Russia gives amnesty to Pussy Riot and Greenpeace

The environmentalists and the two musicians might be released as early as tomorrow.

RUSSIAN LAWMAKERS HAVE approved a Kremlin-backed amnesty bill that is set to free the two jailed members of the punk band PussyRiot while also ending the prosecution of 30 Greenpeace crew members.

Russia’s Duma lower house of parliament voted 446 in favour to none against for the amnesty, which commemorates 20 years since Russia ratified its current constitution.

The bill, branded as just a token gesture by rights activists, can go into effect as early as tomorrow and should also see several anti-Vladimir Putin protesters, jailed after a May 2012 rally, walk out of prison.

The amnesty affects a range of categories like mothers with dependents, minors and the elderly.
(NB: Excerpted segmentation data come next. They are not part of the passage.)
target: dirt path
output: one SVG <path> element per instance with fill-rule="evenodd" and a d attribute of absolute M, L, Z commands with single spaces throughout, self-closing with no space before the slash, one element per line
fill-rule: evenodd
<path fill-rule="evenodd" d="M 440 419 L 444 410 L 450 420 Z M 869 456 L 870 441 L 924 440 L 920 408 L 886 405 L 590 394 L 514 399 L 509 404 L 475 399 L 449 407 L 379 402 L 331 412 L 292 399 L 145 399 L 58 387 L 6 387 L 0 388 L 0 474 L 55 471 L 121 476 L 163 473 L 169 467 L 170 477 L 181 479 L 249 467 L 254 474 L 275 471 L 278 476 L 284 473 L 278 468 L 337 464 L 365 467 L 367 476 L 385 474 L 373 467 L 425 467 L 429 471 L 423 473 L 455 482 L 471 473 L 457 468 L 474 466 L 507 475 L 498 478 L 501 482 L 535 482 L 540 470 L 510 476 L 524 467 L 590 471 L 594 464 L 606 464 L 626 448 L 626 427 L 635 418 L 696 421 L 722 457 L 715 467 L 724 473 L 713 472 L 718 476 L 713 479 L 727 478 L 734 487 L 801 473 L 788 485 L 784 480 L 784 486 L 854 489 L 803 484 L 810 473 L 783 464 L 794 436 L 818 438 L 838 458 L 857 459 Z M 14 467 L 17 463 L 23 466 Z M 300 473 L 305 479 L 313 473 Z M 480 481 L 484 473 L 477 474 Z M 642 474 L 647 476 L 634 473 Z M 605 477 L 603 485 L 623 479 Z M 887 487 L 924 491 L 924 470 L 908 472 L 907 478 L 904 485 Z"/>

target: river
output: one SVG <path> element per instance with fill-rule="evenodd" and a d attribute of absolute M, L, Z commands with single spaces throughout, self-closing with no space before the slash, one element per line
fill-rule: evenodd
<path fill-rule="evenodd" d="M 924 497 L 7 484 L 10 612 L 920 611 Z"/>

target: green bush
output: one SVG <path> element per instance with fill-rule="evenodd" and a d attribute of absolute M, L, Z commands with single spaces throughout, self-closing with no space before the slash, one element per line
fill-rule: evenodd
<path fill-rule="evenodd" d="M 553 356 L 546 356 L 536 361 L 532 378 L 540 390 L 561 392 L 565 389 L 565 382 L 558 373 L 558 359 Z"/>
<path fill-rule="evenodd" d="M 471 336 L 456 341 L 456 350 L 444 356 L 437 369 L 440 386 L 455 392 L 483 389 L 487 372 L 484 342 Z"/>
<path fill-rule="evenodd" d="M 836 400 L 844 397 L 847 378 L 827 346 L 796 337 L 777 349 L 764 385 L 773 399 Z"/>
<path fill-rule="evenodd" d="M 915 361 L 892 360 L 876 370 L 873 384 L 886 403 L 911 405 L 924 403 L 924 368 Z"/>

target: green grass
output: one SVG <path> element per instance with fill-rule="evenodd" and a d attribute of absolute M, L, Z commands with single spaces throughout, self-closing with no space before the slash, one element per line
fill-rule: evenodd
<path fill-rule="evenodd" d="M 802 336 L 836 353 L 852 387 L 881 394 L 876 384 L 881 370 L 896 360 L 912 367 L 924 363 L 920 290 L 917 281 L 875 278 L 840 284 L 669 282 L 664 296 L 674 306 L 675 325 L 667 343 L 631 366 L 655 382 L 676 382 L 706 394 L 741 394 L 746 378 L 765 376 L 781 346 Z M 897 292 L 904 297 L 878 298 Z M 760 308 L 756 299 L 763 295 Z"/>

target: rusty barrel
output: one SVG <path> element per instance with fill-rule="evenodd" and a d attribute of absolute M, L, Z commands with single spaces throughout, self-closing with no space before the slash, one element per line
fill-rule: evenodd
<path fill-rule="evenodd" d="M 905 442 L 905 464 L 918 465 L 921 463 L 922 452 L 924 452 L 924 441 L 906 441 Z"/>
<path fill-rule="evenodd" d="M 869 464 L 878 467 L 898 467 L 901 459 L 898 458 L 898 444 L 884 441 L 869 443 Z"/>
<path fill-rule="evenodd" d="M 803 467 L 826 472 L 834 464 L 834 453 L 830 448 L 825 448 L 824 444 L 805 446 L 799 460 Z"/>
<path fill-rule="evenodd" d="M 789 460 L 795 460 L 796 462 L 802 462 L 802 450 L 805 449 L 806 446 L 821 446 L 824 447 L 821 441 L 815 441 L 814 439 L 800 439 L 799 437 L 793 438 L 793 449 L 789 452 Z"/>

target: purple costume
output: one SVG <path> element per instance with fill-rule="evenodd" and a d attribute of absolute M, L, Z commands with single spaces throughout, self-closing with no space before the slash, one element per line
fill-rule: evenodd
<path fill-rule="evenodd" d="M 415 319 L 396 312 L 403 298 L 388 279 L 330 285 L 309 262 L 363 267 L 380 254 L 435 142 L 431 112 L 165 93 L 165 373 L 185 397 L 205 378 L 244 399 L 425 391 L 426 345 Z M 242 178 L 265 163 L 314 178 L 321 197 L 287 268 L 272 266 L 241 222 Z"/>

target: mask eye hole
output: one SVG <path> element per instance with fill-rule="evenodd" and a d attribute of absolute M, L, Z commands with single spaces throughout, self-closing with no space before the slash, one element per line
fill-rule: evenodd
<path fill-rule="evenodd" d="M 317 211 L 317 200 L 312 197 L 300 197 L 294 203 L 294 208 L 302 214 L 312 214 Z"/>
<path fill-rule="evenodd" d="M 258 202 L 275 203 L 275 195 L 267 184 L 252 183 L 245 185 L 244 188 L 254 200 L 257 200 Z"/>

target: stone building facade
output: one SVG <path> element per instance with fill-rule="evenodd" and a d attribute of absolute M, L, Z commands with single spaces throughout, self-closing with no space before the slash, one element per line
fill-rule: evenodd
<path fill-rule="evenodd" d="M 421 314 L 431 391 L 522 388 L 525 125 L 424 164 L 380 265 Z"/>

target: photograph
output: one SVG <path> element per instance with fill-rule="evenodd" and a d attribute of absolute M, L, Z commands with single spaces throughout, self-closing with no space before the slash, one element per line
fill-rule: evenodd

However it also specifically mentions the charge of hooliganism as well as the charge of participating in mass riots.

Could be released tomorrow

The jailed members of Pussy Riot punk band, Nadezhda Tolokonnikova and Maria Alyokhina, who are serving two-year sentences on charges of hooliganism for staging an anti-Putin “punk prayer” protest in a cathedral, could be released as early as tomorrow, Tolokonnikova’s husband said.

The officials in Krasnoyarsk and Nizhny Novgorod, where the two women are currently held, have promised to free them “right away and without bureaucratic delay, probably tomorrow,” Pyotr Verzilov wrote on his Twitter blog.

The duo’s sentences run out in early March of next year.

The initial bill listed hooliganism and mass riot charges, but said that only convicts can seek amnesty. The parliament then passed amendments that stipulated cases on those charges to be closed even before reaching trial or verdict.

Protest in the Barents Sea

The amendments effectively meant that prosecution of the entire Greenpeace crew arrested after a protest in the Barents Sea and charged with hooliganism would end and the foreigners now staying in Saint Petersburg could finally go home.

The amnesty does not require approval by the upper chamber of parliament and will go into effect when it is published, most likely on Thursday.

The 26 foreign crew from the Greenpeace Arctic Sunrise ship will then request to leave, and still hope to be home by Christmas, said spokesman Ben Stewart. He said:

There is certainly a chance, but until they actually leave Russia everything is speculation.

All were arrested after the ship was boarded by Russian special forces in September and were first held under arrest in a jail in northern Murmansk, where the ship remains in Russian control.

Last month the entire crew was released on bail, but Greenpeace said the foreigners are still not being allowed out of the country, with Russian investigators not giving migration officials a green light to issue exit visas.